Last night Rachel said dotard will not sign the bill until the new year because they have to fix several things due to the bill being rushed through and not done correctly. If they have to fix things, in the bill, doesn't that make it a new bill, not what they voted on, and shouldn't they have to vote on it all over again? I mean, while they are 'fixing' it, they could end up putting more things in, right? They could slip anything they want into the bill. In my opinion, if you need to fix it because Medicare would go away immediately and our paychecks would instantly have bad consequences the next time we get paid, then what else is in there? Those are pretty bad things. They need a redo and vote on it again.
brooklynite
(94,571 posts)The House voted on the Conference version of the Bill.
The Senate disallowed certain provisions and voted for the modified version of the Bill
The House voted on the modified version of the Bill.
JHB
(37,160 posts)...per a 2010 "pay as you go" law. But if he waits and signs it in 2018, they won't kick in until 2019, giving them a year to pass additional legislation to do the "fixing".
Those "fixes" will be in new, different bills, not the Lord of the Flies monstrosity that Republicans recently passed.
edited to add link to an article on this:
https://www.theatlantic.com/politics/archive/2017/12/why-trump-wont-be-signing-his-tax-cuts-right-away/548906/
HappyBeing
(39 posts)a Pay-Go waiver.
NO to Pay-Go waiver. Absolutely not.
Ms. Toad
(34,072 posts)A la the Medicare ad, for the purpose of scoring political points?
Without pay-go waivers there will be huge automatic cuts to programs that people need to live. Do not play political gamesmanship with people's lives.
MGKrebs
(8,138 posts)Dems passed Paygo. Repubs keep wanting to spend without paying for it- exact opposite of who they say they are.
"The Act was introduced in the House of Representatives on June 17, 2009, by Majority Leader Steny Hoyer (D-Maryland) and has been cosponsored by 169 of the 257 House Democrats.
...A majority of 241 Democrats supported the bill while a majority of 153 Republicans opposed it.
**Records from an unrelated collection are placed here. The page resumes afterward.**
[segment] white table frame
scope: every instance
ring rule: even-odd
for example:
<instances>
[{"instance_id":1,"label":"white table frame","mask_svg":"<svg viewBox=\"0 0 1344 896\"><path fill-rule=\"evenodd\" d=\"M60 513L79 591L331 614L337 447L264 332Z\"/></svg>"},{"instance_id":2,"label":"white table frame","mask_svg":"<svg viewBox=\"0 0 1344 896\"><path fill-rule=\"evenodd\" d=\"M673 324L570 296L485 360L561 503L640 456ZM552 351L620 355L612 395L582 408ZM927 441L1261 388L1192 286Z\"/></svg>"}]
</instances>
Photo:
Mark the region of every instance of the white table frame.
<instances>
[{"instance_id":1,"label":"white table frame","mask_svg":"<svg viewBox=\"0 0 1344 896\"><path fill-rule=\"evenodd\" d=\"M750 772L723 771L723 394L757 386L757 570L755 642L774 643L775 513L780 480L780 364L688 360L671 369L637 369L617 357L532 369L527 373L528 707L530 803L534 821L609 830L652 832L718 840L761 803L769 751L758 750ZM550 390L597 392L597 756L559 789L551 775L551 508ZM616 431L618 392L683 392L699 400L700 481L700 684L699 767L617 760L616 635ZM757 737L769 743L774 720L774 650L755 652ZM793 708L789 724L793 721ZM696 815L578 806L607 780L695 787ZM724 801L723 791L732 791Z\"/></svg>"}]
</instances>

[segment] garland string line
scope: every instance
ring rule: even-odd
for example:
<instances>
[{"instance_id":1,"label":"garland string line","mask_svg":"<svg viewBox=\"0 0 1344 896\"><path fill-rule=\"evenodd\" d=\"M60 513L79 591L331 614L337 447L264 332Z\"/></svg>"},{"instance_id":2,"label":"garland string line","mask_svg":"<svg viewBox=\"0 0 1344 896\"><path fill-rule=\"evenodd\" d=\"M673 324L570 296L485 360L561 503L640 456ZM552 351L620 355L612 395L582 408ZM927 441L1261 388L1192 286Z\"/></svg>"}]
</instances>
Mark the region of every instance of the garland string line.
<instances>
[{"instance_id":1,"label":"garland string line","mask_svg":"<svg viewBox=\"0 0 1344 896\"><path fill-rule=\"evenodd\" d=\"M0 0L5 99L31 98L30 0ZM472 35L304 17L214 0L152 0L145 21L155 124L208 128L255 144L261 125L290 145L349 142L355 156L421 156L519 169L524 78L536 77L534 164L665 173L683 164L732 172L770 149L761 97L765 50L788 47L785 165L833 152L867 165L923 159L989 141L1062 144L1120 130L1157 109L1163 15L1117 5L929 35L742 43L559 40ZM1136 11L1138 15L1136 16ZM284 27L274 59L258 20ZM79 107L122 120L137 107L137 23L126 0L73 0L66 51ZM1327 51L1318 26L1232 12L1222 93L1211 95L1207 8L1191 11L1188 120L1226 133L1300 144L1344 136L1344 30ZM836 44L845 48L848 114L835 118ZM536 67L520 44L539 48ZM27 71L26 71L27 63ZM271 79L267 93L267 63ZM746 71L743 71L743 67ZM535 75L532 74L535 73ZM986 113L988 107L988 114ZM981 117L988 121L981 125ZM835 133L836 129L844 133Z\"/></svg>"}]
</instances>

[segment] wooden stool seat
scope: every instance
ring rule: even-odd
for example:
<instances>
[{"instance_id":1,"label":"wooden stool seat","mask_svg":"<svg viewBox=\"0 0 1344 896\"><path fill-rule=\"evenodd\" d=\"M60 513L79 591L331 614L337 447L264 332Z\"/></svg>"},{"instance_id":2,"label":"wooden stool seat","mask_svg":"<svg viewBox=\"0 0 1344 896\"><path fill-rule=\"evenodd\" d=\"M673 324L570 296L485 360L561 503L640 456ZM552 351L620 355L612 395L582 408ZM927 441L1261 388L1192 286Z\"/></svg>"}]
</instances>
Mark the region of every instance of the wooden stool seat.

In the Senate, the amendment attaching pay-as-you-go language to the debt limit increase passed on a party-line vote of 60-40, and the debt limit bill subsequently passed 60-39.
After the House passed the bill by a vote of 233-187 on February 4, 2010, the bill was sent to Obama's desk. He signed it into law on February 12, 2010."
wikipedia
Javaman
(62,530 posts)"look! nothing bad happened!" in a few months to the mouth breathers who think it goes into effect in 2018.